In the Mood for Love

Tony Leung and Maggie Cheung, the great Hong Kong stars, had been each in several earlier pictures made by the stylish filmmaker Wong Kar-Wei. In the Mood for Love, in which they play married neighbors who become enamored of each other, would appear the culminating event of their long-time relationship with the distinguished film director. But at a press conference at the Cannes Film Festival last May, just minutes after the movie's world premiere, both actors acted surprisingly out of sorts with Wong, after having suffered what they felt was an overlong, maddeningly disorganized shoot.

"Finding my character was the most difficult time, I was confused and frustrated," said Cheung. "I thought I was doing something right and then Wong would say we'll do it all different. I hadn't been with him for a long time, not really ten years. I forgot that he works with the actors forever to develop characters, that we all have to write the film together."

"Working with him now is more and more frustrating," Leung agreed. "He should go faster next time and not just change every day. I'd come on the set one day, and my character was getting revenge. I'd come another day, and my character was not getting revenge."

Wong took the public rebuke stoically, agreeing that "This was the most difficult film in my career. We had trouble with the camera, even with subtitles. I'm very grateful to this actor and this actress because they spent a year with me so that we could sort out all stories about this affair." And that included contradicting himself: Wong filmed a scene of Cheung and Leung making love, and then decided it wasn't right that it happened: "It's possible to have an affair without having an affair." And his method included odd improvisations, in which his stars were asked to play other characters than their own, including two key persons in the drama who never appear on screen.

"We didn't actually need their husband and wife.
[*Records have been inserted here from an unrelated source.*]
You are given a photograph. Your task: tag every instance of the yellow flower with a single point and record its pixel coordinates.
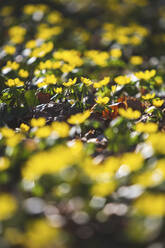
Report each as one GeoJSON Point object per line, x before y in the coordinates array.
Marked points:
{"type": "Point", "coordinates": [149, 127]}
{"type": "Point", "coordinates": [101, 83]}
{"type": "Point", "coordinates": [23, 73]}
{"type": "Point", "coordinates": [4, 163]}
{"type": "Point", "coordinates": [58, 90]}
{"type": "Point", "coordinates": [7, 207]}
{"type": "Point", "coordinates": [9, 49]}
{"type": "Point", "coordinates": [43, 132]}
{"type": "Point", "coordinates": [102, 100]}
{"type": "Point", "coordinates": [7, 132]}
{"type": "Point", "coordinates": [79, 118]}
{"type": "Point", "coordinates": [31, 44]}
{"type": "Point", "coordinates": [24, 127]}
{"type": "Point", "coordinates": [40, 122]}
{"type": "Point", "coordinates": [70, 82]}
{"type": "Point", "coordinates": [11, 65]}
{"type": "Point", "coordinates": [86, 81]}
{"type": "Point", "coordinates": [136, 60]}
{"type": "Point", "coordinates": [129, 113]}
{"type": "Point", "coordinates": [14, 82]}
{"type": "Point", "coordinates": [52, 161]}
{"type": "Point", "coordinates": [116, 53]}
{"type": "Point", "coordinates": [158, 80]}
{"type": "Point", "coordinates": [14, 140]}
{"type": "Point", "coordinates": [148, 96]}
{"type": "Point", "coordinates": [122, 80]}
{"type": "Point", "coordinates": [146, 75]}
{"type": "Point", "coordinates": [157, 102]}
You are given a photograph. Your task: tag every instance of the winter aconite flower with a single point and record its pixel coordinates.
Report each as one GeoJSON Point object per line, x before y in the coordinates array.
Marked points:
{"type": "Point", "coordinates": [122, 80]}
{"type": "Point", "coordinates": [129, 113]}
{"type": "Point", "coordinates": [102, 100]}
Sometimes I'd make Maggie be the wife of Tony, sometimes Tony played Maggie's husband. Very difficult for them. We were inspired by Truffaut, Godard, Antonioni, all those masters who teach us to explore how people behave in an environment.

"My second film, Days of Being Wild, was set in Hong Kong in the early 1960s, and we never had a chance to make part two. In the Mood for Love can't be seen as a sequel but as a continuation. Everyone in the first film was single. Here, they are more mature and married. It's a 1962 version, in "mono," and the people are slow in the 1960s. The music from Nat "King" Cole is a reference to that time, and it also creates the mood. He was my mother's favorite singer.

"It's a time frame that I know very well from my Hong Kong childhood. People had neighbors who lived next door who they actually knew and talked to. We shot in various small apartment spaces: our characters are spied on by neighbors. By the audience. But we filmed in Bangkok, because we couldn't find Hong Kong in Hong Kong, it's changed so fast."

A journalist asked Cheung if she felt it a tragedy that that her character doesn't quite come together with this man whom she loves. "I don't think it's a tragedy. It happens every day in the world. I would rather call it 'a regret.' There are regrets in our lives, and this is one of them."

Was it because it became clear to the actress, as the Cannes press conference went on, that the gathered critics really appreciated In the Mood for Love? That the film succeeded despite the backstage bickerings? For whatever reason, Maggie Cheung, speaking on, qualified her earlier negative remarks about shooting this picture.

"Making As Days Go By was my least difficult experience with Wong Kar-Wai," she said. "I was a young actress and we were like student filmmakers on an experimental movie. It was fun- - but that was the end of fun! I left him for a few years, and I came back to him. He must have had some experiences to grow into the person I now know. He must have gone on a beautiful journey. Making this film, I finally overcame my anger and frustration. And there was love."